Comecemos pela própria ascensão deles às
respectivas presidências da Câmara dos Deputados e do Senado Federal (cargo
que, por sinal, coloca Renan Calheiros também na presidência do Congresso
Nacional). Henrique Alves e Renan Calheiros, notórios encrencados com a
justiça, foram escolhidos para comandar o Poder Legislativo com o beneplácito
do Poder Executivo. No começo do ano, época que agora parece tão distante, o
Brasil não se levantou contra tal acinte com a virulência necessária, em que
pese 1½ milhão de assinaturas pedindo que Calheiros não assumisse a presidência
do Senado Federal. Todavia, explicar a ascensão da dupla é simples: foi obra de
Dilma Rousseff, que contava com popularidade recorde então, embora a economia
estivesse forte somente no discurso do inacreditavelmente longevo Guido
Mantega. Como a titular da Presidência da República declarou, ela estava
disposta a fazer “o diabo” para se reeleger em 2014 – assim, designar Henrique
Alves e Renan Calheiros para comandar o Poder Legislativo não deveria,
portanto, constituir nenhuma surpresa.
Alguns meses se passaram e a fagulha no
até então ignorado paiol de frustrações nacionais surgiu na forma de prosaicos
20 centavos de aumento nos péssimos ônibus urbanos. Sua Majestade Real O Povo
Brasileiro foi às ruas. No momento em que Dilma Rousseff não entendia nada do
que as pessoas queriam e preferia propor factoides na forma de reforma
política, Henrique Alves e Renan Calheiros fizeram o de sempre: “think alike”.

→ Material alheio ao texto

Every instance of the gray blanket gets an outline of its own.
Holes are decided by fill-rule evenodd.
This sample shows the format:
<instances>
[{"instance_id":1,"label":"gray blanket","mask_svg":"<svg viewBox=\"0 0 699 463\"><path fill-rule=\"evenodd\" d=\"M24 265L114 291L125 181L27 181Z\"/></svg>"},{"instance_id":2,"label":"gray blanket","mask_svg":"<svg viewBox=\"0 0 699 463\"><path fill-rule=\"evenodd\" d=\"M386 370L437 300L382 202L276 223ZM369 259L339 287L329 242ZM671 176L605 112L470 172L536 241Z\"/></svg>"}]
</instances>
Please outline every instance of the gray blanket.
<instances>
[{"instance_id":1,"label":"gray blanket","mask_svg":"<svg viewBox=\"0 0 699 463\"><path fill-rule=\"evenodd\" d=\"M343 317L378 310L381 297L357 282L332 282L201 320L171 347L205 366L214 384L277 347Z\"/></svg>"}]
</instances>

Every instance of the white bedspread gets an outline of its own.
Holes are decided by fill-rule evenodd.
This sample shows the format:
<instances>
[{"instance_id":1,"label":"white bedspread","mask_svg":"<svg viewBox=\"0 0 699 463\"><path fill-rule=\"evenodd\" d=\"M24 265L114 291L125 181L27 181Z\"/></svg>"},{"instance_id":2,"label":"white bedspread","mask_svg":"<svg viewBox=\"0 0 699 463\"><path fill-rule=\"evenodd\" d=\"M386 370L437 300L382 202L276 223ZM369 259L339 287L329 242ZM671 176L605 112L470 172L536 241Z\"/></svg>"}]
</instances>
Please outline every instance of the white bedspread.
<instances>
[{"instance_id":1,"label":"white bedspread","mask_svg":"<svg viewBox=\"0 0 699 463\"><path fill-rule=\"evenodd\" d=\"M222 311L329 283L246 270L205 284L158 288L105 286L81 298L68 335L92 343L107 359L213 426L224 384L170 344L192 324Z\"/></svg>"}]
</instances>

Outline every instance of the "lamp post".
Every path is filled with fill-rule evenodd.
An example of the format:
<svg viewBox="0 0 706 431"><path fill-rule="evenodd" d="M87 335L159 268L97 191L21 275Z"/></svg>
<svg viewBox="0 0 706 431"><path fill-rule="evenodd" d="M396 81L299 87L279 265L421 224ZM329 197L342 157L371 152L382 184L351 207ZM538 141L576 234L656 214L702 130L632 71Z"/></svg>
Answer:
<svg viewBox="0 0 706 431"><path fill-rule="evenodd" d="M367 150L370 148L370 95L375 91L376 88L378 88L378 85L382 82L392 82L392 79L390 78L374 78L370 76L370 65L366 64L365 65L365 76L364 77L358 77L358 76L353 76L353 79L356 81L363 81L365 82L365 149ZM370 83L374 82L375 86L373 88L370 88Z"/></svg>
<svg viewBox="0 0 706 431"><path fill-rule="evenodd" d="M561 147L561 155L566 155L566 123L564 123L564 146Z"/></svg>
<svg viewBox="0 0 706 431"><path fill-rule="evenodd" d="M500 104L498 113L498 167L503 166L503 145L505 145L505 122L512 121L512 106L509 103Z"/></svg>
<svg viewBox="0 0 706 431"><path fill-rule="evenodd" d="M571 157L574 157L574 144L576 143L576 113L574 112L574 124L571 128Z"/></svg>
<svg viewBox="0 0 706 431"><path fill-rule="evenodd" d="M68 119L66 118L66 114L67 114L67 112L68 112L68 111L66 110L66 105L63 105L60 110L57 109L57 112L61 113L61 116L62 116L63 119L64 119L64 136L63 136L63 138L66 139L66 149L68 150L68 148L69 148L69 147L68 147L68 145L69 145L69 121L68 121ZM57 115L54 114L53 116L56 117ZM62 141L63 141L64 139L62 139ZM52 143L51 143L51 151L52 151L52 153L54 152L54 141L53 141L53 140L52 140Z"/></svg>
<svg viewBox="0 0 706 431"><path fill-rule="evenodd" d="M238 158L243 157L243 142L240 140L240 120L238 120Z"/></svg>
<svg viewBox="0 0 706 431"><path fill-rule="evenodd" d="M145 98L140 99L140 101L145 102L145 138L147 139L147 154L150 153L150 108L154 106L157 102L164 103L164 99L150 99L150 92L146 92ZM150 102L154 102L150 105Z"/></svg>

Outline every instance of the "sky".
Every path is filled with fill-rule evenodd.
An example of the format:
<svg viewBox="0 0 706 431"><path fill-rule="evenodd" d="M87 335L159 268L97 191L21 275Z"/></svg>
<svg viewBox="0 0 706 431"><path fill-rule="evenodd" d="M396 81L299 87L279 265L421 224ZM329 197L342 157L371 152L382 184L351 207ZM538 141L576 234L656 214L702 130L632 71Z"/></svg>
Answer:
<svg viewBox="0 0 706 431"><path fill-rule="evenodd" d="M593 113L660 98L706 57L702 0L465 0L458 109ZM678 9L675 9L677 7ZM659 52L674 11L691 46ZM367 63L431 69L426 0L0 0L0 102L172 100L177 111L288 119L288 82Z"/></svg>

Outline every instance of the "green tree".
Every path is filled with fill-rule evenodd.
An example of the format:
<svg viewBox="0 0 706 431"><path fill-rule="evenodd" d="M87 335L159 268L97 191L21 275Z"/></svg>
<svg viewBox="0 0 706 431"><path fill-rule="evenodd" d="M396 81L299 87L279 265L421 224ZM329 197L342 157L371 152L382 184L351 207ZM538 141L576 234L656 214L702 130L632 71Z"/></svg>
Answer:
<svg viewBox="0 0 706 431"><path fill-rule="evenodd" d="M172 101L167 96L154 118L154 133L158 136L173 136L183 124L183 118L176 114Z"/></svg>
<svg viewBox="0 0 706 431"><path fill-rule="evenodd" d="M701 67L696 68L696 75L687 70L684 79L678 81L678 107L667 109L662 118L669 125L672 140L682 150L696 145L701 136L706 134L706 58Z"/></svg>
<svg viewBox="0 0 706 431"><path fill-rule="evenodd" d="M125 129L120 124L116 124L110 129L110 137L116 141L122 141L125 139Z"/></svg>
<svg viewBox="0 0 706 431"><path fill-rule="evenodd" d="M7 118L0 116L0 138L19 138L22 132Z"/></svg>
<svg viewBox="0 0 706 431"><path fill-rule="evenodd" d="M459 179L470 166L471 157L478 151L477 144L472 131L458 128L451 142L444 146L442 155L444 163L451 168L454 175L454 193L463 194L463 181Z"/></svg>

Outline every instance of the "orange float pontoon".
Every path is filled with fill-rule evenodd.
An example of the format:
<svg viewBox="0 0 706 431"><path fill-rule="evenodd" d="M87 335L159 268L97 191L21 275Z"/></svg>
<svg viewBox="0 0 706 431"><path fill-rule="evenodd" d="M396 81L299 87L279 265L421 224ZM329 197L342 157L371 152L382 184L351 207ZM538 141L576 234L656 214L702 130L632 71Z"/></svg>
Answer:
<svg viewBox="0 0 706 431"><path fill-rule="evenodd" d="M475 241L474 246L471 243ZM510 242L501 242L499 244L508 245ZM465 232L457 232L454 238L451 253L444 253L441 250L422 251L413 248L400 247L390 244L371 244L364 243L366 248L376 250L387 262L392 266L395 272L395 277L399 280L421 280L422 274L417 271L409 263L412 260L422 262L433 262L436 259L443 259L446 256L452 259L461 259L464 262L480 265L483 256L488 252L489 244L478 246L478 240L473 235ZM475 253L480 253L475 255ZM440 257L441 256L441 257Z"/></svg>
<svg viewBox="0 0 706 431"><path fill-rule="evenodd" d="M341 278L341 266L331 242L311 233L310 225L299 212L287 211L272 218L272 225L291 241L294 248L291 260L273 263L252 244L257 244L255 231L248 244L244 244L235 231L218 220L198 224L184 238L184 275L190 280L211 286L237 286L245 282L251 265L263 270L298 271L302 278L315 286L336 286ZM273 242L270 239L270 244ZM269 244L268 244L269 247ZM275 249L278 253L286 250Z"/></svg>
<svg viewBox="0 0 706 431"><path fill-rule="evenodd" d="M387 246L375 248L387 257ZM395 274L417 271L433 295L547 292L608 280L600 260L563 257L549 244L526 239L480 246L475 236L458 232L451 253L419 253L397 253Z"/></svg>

Não querendo enfrentar a fúria popular, eles usaram todo o instinto de
sobrevivência que somente políticos cujas convicções têm a rigidez de um
invertebrado gasoso são capazes de controlar. Assim, a Proposta de Emenda
Constitucional 37 caiu pelas mãos de Alves e a corrupção tornou-se crime hediondo
pelas mãos de Calheiros, dentre outras pautas 100% inacreditáveis antes dos
protestos. Como explicar Henrique Alves e Renan Calheiros aprovando projetos
contrários aos seus próprios interesses? Simples: eles não têm o menor pudor em
fazer qualquer coisa para manter seus cargos. Henrique Alves e Renan Calheiros
“think alike”. Na maior parte dos casos, isso é prejudicial para o Brasil;
todavia, em momentos de pressão, isso faz com que eles trabalhem com agendas
positivas. A grande prejudicada com isso? Dilma Rousseff, mentora dos dois,
cujas improvisações ficaram patentes diante da atuação ativa das cobras que ela
criou – e que agora a mordem impiedosamente.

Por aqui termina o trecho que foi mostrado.